Add num_workers to load() by hagenw · Pull Request #35 · audeering/audmodel

hagenw · 2025-10-24T13:50:49Z

Adds num_workers to audmodel.load() to speed up model loading from backends that support downloads using multiple workers.

This requires a development version of audbackend and audeer at the moment.

Benchmarks

All benchmarks use the model 7289b57d-1.0.0 (4.2 GB).

num_workers	Before	After	After + audeering/audeer#186
1			0:02:13.382400
2			0:02:06.741217
3			0:02:00.317035
4			0:02:00.812837
5			0:02:00.533920
10			0:02:00.036849

I run the benchmark with

$ uv run --python 3.12 benchmark-audmodel.py

benchmark-audmodel.py

# /// script
# dependencies = [
#   "audmodel",
#   "numpy",
#   "pandas",
#   "tabulate",
# ]
# [tool.uv.sources]
# audmodel = { path = ".", editable = true }
# ///
import datetime
import tempfile
import time

import numpy as np
import pandas as pd

import audeer
import audmodel


def main():

    model_id = "7289b57d-1.0.0"
    num_iter = 10

    ds = []
    for num_workers in audeer.progress_bar([1, 2, 3, 4, 5, 10]):
        elapsed = []
        for _ in range(num_iter):
            with tempfile.TemporaryDirectory() as cache_root:
                t = time.time()
                audmodel.load(
                    model_id,
                    cache_root=cache_root,
                    num_workers=num_workers,
                    verbose=False,
                )
                elapsed.append(time.time() - t)

        ds.append(
            {
                "num_workers": num_workers,
                "num_iter": num_iter,
                "elapsed(avg)": str(datetime.timedelta(seconds=np.mean(elapsed))),
                "elapsed(std)": str(datetime.timedelta(seconds=np.std(elapsed))),
            }
        )

    df = pd.DataFrame(ds)
    df.to_csv(f"results.csv", index=False)
    df.to_markdown(f"results.md", index=False)


if __name__ == "__main__":
    main()

Performance when using the single-threaded implementations of audeer and audbackend:

num_workers	num_iter	elapsed(avg)	elapsed(std)
1	10	0:02:17.690002	0:00:05.033113

When using only multiple workers with audbackend, performance gets only slightly better.

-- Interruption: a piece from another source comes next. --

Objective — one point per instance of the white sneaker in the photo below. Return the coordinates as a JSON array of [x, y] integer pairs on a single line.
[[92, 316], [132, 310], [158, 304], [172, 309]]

So most likely the archive extraction is costly.

num_workers	num_iter	elapsed(avg)	elapsed(std)
1	10	0:02:23.903513	0:00:05.744711
2	10	0:02:14.147027	0:00:07.193578
3	10	0:02:09.759947	0:00:00.829281
4	10	0:02:10.224645	0:00:00.940978
5	10	0:02:12.284520	0:00:03.940332
10	10	0:02:11.610993	0:00:01.676725

When using multiple workers with audbackend and audeer, performance only slightly gets better. I think the biggest problem is that we store the model in a single big file. Using multiple workers during extraction of the archive is only efficient if the model would be stored in several smaller chunks.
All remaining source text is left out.